# check mate



## Guest (Oct 30, 2008)

*i love 'em! i want a pair!!! they're like such my style!*










Special Blend Glam Pant - Women's from Backcountry.com


----------



## Guest (Oct 30, 2008)

as hot as they are though, they don't match my new jacket  (as seen below)










so i'll probably get these instead...










minus the suspenders. 

whatcha think?

i really do want those patchwork ones though!!! they're the heat! damn. i need to find me a sugar daddy!


----------



## stuntmanmike (Dec 21, 2007)

who cares if they match??????

get the first pair they are sick.


----------



## PaoloSmythe (Aug 19, 2007)

get black, grey or white clothing.

let your riding skills get you noticed on the hill (if that is all you care about) not your shockingly poor taste in what you think looks hawt!


----------



## Guest (Oct 30, 2008)

but purple's my favorite color   :dunno:


----------



## PaoloSmythe (Aug 19, 2007)

N~R~G said:


> but purple's my favorite color   :dunno:


ha. not that you need to be told but, ignore me.

boredom brings out the 'worst' in me.... and i am currently not feeling my 'best'!

wear what you want; if snowboarding allows for a stage on which to diversify into self expression, then no drab coloured limey can say or do anything aboot it!


----------



## RomeBeta32 (Oct 21, 2008)

Suspenders rock! Just kidding, the straight purple are better. I would recommend white, like PaoloSmythe said. That is just my two cents.

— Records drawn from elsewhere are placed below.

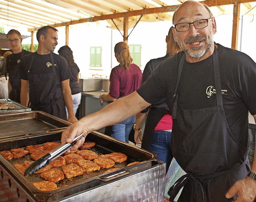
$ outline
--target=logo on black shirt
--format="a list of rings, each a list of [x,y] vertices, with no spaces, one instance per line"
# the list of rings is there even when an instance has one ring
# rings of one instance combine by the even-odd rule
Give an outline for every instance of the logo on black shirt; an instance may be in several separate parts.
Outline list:
[[[209,98],[213,94],[216,94],[216,89],[215,89],[214,86],[210,86],[206,88],[206,93],[208,96],[207,96],[207,98]],[[228,90],[226,89],[222,89],[221,94],[222,95],[227,95]]]

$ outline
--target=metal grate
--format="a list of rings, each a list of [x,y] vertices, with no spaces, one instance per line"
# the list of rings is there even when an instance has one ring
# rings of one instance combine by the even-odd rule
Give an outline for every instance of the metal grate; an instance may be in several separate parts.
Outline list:
[[[1,110],[0,110],[0,114],[9,112],[22,112],[31,111],[31,109],[28,107],[24,107],[20,103],[14,101],[10,99],[0,99],[0,101],[7,103],[11,106],[14,106],[14,108],[12,109]]]

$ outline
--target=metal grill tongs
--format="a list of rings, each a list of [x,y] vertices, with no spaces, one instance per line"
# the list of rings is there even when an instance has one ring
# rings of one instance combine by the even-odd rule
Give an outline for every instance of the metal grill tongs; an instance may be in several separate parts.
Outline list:
[[[43,167],[48,165],[52,161],[72,148],[73,145],[76,144],[76,141],[78,139],[84,136],[85,138],[86,136],[84,135],[84,133],[82,133],[79,135],[76,136],[72,143],[63,143],[57,147],[54,150],[49,152],[48,154],[46,154],[44,156],[40,158],[27,168],[25,170],[24,174],[27,175],[33,173],[42,168]]]

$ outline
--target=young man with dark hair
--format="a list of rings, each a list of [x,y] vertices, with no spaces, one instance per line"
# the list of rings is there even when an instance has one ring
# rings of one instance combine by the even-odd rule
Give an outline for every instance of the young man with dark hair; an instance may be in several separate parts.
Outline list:
[[[50,26],[39,29],[37,50],[22,58],[21,103],[27,106],[29,100],[32,110],[66,120],[66,105],[68,120],[74,123],[77,119],[73,111],[69,68],[64,58],[53,52],[58,44],[57,32]]]

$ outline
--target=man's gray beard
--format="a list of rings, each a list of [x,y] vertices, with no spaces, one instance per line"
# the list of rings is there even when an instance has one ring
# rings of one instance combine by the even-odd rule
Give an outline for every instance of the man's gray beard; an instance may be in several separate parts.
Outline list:
[[[185,43],[188,43],[189,42],[188,41],[192,41],[192,38],[195,38],[196,37],[197,37],[191,38],[190,38],[189,39],[185,40],[184,42],[186,42]],[[204,39],[205,39],[205,37],[204,37]],[[205,40],[205,39],[204,40]],[[194,41],[196,41],[197,40],[195,40]],[[207,51],[208,51],[211,47],[212,47],[212,44],[213,43],[212,38],[210,36],[209,36],[208,37],[208,40],[207,40],[207,41],[206,40],[206,46],[205,48],[203,50],[202,50],[202,47],[191,48],[194,51],[191,51],[188,48],[186,48],[185,47],[184,44],[181,42],[180,40],[178,40],[177,43],[180,48],[183,51],[184,51],[184,52],[185,52],[185,53],[189,56],[190,58],[195,59],[199,59],[202,58],[205,54],[207,52]],[[191,42],[192,42],[192,41]]]

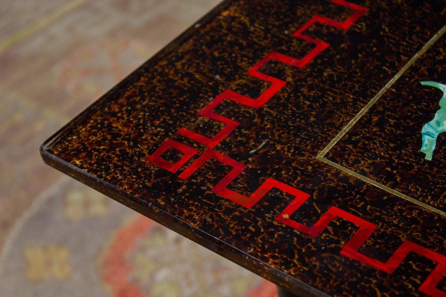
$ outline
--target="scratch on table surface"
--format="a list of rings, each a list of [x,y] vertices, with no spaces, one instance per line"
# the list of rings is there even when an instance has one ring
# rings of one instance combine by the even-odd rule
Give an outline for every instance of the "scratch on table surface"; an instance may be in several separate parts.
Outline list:
[[[259,146],[258,147],[257,147],[257,148],[254,148],[251,151],[250,151],[249,153],[254,153],[255,152],[256,152],[257,151],[257,150],[260,149],[269,141],[270,141],[269,139],[265,139],[265,140],[263,141],[263,142],[262,142],[261,144],[260,144],[260,146]]]

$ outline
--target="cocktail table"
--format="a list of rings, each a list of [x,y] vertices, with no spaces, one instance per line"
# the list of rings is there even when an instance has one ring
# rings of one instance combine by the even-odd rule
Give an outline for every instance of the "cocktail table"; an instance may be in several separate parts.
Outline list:
[[[445,14],[227,0],[42,155],[297,296],[445,296]]]

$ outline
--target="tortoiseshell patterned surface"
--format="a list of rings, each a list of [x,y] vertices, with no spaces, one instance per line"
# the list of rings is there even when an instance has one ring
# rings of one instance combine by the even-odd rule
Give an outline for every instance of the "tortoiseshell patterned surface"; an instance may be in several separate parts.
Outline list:
[[[436,111],[435,102],[426,101],[440,98],[417,82],[445,83],[445,37],[430,45],[325,156],[439,211],[316,158],[438,36],[444,2],[355,1],[367,10],[348,28],[323,24],[326,19],[320,18],[305,30],[306,36],[329,45],[307,63],[270,60],[258,70],[268,76],[247,74],[273,52],[305,56],[315,45],[293,33],[316,15],[349,19],[360,10],[348,3],[223,2],[50,139],[42,147],[45,160],[296,294],[446,291],[446,148],[440,139],[428,163],[418,151],[429,116],[408,122],[416,118],[411,114],[433,116]],[[213,138],[224,125],[200,110],[226,90],[257,98],[274,79],[284,83],[261,106],[225,99],[214,109],[238,125],[213,149],[246,166],[226,187],[230,190],[252,197],[272,179],[309,197],[276,187],[244,207],[219,194],[216,185],[235,165],[216,157],[183,179],[181,172],[210,148],[177,131]],[[422,102],[402,100],[411,96]],[[392,137],[398,142],[391,143]],[[175,173],[148,160],[169,139],[197,150]],[[401,147],[407,143],[410,148]],[[176,152],[168,150],[160,157],[174,163],[182,156]],[[302,197],[301,205],[285,212],[295,196]]]

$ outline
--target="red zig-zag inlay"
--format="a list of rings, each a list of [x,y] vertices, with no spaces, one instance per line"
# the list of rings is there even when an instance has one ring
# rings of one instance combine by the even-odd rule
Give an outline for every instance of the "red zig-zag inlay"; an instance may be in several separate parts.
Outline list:
[[[226,174],[211,190],[213,192],[220,195],[247,208],[250,208],[267,193],[273,188],[281,190],[290,194],[296,199],[305,200],[310,196],[299,190],[280,183],[274,179],[267,179],[250,196],[248,197],[240,193],[227,189],[226,186],[244,170],[246,166],[241,163],[235,161],[213,149],[208,149],[200,156],[192,164],[183,171],[178,177],[182,179],[186,179],[196,171],[208,160],[214,159],[225,165],[232,167],[229,173]]]
[[[383,270],[388,273],[391,274],[399,266],[409,252],[416,253],[437,263],[435,268],[420,286],[419,291],[432,296],[446,296],[446,293],[436,288],[446,273],[446,257],[408,240],[403,241],[387,262],[381,262],[368,257],[359,252],[358,249],[376,229],[376,225],[337,207],[332,206],[313,226],[307,227],[290,218],[293,213],[300,207],[306,199],[307,198],[296,198],[276,218],[276,221],[283,223],[312,237],[317,237],[319,235],[328,224],[336,217],[351,222],[358,226],[359,229],[342,247],[340,251],[341,254]]]
[[[261,107],[286,84],[286,82],[259,72],[259,70],[261,67],[271,60],[274,60],[299,68],[304,67],[320,52],[328,48],[330,46],[330,44],[306,35],[304,35],[302,34],[302,32],[316,23],[325,24],[335,28],[346,30],[367,11],[367,9],[365,7],[344,1],[344,0],[332,0],[332,2],[353,9],[355,11],[343,22],[339,22],[320,15],[315,15],[309,21],[305,23],[293,34],[293,36],[315,44],[316,47],[302,59],[299,59],[290,57],[279,52],[273,52],[268,54],[258,63],[251,67],[248,71],[248,74],[256,78],[271,83],[271,85],[257,99],[250,98],[230,90],[226,90],[217,96],[210,103],[198,113],[200,115],[208,117],[211,119],[222,122],[226,124],[224,127],[214,137],[209,138],[185,128],[180,129],[177,133],[180,135],[194,140],[200,144],[206,145],[210,148],[213,148],[235,129],[239,125],[239,123],[212,112],[211,110],[221,103],[225,99],[254,108],[257,109]]]

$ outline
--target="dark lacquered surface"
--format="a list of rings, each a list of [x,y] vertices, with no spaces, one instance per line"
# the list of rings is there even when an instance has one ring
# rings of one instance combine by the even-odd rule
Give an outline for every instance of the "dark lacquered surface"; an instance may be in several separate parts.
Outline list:
[[[419,149],[441,94],[418,82],[445,82],[443,2],[358,1],[368,10],[348,28],[319,23],[303,32],[329,45],[307,63],[270,61],[258,70],[269,77],[248,74],[271,52],[310,52],[315,45],[293,34],[314,16],[341,22],[358,11],[334,2],[225,1],[47,142],[44,160],[296,294],[441,294],[444,138],[431,161]],[[212,138],[224,125],[198,112],[225,90],[261,97],[271,77],[283,86],[261,105],[216,106],[238,126],[215,147],[177,133]],[[196,150],[174,173],[150,158],[168,139]],[[170,149],[160,157],[182,156]],[[273,180],[276,188],[252,205],[222,195],[229,158],[246,168],[227,189],[252,197]],[[283,212],[297,200],[295,211]]]

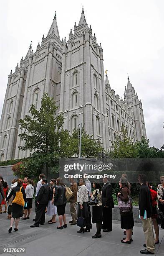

The checker pants remind me of Ice cream, for sure the straight purple pants.


----------



## Guest (Feb 1, 2009)

well i didn't get the checkered pants, but i did manage to get pants that don't match in any sort of fashion but the color...











the pants are white w/ lil teal & purple flowers on them that look more like stars unless you're looking at them up close. but regardless, they don't match my jacket at all, lol. oh well :dunno:

i bought them to be warm & comfortable, so hopefully they do the job!


----------



## Guest (Feb 1, 2009)

The pants you bought still look cool with that jacket, and its Special Blend, so its automatically cool lol. i really want some of the Special Blend LRG pants. Friend has the jacket, not too crazy about it, but the pants are awesome


----------